After her daughter, Sarah, took a fatal overdose in prison, Pauline Campbell, who died yesterday, became a tireless campaigner against the deaths of women in custody. Julie Bindel pays tribute to a woman who was driven by a passion for justice
Pauline Campbell: a tireless campaigner. Photograph: Graham Turner
Pauline Campbell, who was found dead yesterday morning, put the deaths of women in prison on the map. A formidable and tireless campaigner, she had personal experience of deaths in custody. Just over five years ago, her much-loved daughter Sarah, 18, died of a drug overdose at Styal prison. Campbell's body was discovered close to her daughter's grave in Oakhills cemetery in Malpas, Cheshire. As we went to press, it was not clear whether she had killed herself or died of other causes, but it looks bleak.
Sarah died after swallowing 100 sleeping tablets at HMP Styal, on the first night of her three-year sentence. She was Campbell's only child; indeed, her only family member.

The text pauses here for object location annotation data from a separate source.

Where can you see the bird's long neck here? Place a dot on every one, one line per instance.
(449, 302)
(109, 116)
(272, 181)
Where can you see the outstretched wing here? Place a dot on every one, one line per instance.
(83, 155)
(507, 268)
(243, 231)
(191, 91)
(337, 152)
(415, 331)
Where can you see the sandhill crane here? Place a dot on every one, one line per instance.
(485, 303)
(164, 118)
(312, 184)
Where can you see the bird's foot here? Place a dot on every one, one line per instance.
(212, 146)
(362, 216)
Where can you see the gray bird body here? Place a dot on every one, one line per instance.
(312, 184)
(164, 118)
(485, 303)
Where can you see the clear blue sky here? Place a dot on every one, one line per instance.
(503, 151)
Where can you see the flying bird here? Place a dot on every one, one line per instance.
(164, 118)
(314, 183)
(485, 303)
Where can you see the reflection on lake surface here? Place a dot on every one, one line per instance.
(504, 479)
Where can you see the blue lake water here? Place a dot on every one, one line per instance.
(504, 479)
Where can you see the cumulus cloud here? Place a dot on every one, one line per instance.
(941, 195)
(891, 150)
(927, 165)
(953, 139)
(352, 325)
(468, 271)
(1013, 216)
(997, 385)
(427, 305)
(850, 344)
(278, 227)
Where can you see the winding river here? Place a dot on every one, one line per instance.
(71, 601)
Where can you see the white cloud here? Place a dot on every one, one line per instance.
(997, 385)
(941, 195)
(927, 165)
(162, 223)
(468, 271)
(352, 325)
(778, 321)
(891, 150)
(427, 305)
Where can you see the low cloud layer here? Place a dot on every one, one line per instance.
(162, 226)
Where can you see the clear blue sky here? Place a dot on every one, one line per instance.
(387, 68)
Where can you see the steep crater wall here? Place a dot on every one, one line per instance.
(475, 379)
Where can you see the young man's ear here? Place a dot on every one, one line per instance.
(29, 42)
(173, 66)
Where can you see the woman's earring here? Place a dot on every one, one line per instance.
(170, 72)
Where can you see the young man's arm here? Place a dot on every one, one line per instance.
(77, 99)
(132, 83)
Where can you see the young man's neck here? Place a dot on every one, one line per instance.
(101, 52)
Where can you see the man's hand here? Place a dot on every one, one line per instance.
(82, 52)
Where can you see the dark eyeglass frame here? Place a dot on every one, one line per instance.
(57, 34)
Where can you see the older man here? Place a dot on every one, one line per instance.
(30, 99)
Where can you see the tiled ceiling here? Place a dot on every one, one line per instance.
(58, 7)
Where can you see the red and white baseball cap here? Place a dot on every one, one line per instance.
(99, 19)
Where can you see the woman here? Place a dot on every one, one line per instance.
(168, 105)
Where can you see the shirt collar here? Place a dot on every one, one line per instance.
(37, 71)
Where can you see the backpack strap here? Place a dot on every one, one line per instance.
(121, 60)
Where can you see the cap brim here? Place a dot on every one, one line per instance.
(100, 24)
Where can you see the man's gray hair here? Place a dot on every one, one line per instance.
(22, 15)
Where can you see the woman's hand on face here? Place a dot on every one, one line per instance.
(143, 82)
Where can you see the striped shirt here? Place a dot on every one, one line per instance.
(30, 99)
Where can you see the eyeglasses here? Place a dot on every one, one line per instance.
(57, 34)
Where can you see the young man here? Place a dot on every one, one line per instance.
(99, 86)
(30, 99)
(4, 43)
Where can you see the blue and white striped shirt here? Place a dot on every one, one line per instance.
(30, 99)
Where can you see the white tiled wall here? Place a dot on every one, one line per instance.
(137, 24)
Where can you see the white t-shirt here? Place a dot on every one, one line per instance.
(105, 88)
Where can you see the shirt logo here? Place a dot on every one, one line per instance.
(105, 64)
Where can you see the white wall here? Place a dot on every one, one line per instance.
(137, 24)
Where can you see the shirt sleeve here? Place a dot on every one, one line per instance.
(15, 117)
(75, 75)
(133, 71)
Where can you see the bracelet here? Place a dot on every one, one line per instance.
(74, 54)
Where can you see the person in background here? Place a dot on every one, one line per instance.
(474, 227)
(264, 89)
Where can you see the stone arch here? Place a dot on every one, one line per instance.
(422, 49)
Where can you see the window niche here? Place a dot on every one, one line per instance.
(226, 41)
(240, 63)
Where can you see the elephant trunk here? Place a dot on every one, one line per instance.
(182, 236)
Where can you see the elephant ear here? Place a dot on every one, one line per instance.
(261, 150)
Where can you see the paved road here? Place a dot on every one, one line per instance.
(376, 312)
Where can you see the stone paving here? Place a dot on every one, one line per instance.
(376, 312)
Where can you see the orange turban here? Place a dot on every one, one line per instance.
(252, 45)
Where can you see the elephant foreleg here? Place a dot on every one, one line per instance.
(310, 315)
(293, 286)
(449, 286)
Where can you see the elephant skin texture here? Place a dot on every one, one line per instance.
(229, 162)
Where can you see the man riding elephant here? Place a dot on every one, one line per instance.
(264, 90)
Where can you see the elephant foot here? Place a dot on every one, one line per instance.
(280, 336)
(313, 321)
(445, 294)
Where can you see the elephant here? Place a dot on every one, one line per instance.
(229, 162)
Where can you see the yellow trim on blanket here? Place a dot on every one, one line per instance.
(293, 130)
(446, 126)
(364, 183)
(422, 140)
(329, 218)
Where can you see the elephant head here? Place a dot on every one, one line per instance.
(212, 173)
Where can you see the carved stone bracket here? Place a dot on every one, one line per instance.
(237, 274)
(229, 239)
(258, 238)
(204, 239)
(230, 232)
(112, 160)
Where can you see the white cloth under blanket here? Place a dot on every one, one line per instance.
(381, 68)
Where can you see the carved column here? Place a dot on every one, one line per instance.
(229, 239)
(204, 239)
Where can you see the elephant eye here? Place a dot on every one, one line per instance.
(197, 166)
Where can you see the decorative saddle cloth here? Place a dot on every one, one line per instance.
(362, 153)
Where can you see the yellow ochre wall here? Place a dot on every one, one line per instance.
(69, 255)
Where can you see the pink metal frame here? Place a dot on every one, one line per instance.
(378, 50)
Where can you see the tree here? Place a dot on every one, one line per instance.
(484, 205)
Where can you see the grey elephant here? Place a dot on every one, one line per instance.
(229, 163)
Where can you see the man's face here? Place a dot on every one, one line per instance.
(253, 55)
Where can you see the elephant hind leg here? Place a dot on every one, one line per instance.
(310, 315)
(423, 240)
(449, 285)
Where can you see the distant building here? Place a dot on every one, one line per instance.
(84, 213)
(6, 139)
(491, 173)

Sarah's life had been beset by problems, just like the vast majority of women in prison. When she was four, her father walked out, leaving her with what Campbell described to me as "an intense feeling of loss". Much of Sarah's childhood was blighted by sexual abuse, at the hands of a distant relative. After being raped when she was 15, Sarah became clinically depressed, and turned to heroin to numb the pain. It was when trying to harass a man in the street for money to buy drugs that the course of Sarah's life took an even worse turn. The elderly man suffered a heart attack and died on the spot. Sarah was convicted of manslaughter.